Yves-Emmanuel DOGBÉ. – Tout dépend de la nature de l'Etat. Sous un régime de dictature, une certaine littérature, qui n'encense pas le despote, mais milite pour du pain suffisant pour tous les citoyens et pour la participation démocratique de ceux-ci à la vie politique et à la gestion des affaires du pays, n'entraîne que la répression et l'exil aux écrivains qui la produisent.
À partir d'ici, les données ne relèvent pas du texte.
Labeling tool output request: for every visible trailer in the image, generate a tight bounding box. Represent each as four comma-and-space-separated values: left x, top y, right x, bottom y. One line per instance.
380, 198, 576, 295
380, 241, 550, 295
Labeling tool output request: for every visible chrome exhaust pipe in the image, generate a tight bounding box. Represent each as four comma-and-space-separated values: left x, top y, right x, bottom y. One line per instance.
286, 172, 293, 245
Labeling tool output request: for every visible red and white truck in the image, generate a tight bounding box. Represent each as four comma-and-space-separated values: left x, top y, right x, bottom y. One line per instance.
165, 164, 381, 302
Alors que dans les pays civilisés, dans les démocraties de l'Europe occidentale, où l'on sait que sans la liberté d'expression et d'initiative pour chaque citoyen il n'y a pas de progrès social, économique et culturel possible pour l'ensemble de la communauté, l'Etat aide les écrivains et les encourage [PAGE 50] à produire leurs œuvres, qui sont par ailleurs, un enrichissement pour le patrimoine littéraire national.

Guy Ossito MIDIOHOUAN. – Il paraît que vous préparez actuellement la sortie de deux ouvrages. Qu'en est-il ?

Yves-Emmanuel DOGBÉ. – En effet, j'ai sous presse actuellement un ouvrage auquel j'attache beaucoup de prix, en raison de l'importance du volume, entre autres : il renferme la totalité de mes poèmes écrits ces dix dernières années et a pour titre Morne soliloque. Il paraîtra en décembre 1982. Le second livre s'intitule Réflexions sur la promotion du livre africain et paraîtra, lui, dans le courant de 1983.

Guy Ossito MIDIOHOUAN.


[1] Ce document nous a bien été communiqué, mais nous n'avons pas jugé sa publication opportune. (N.D.L.R.)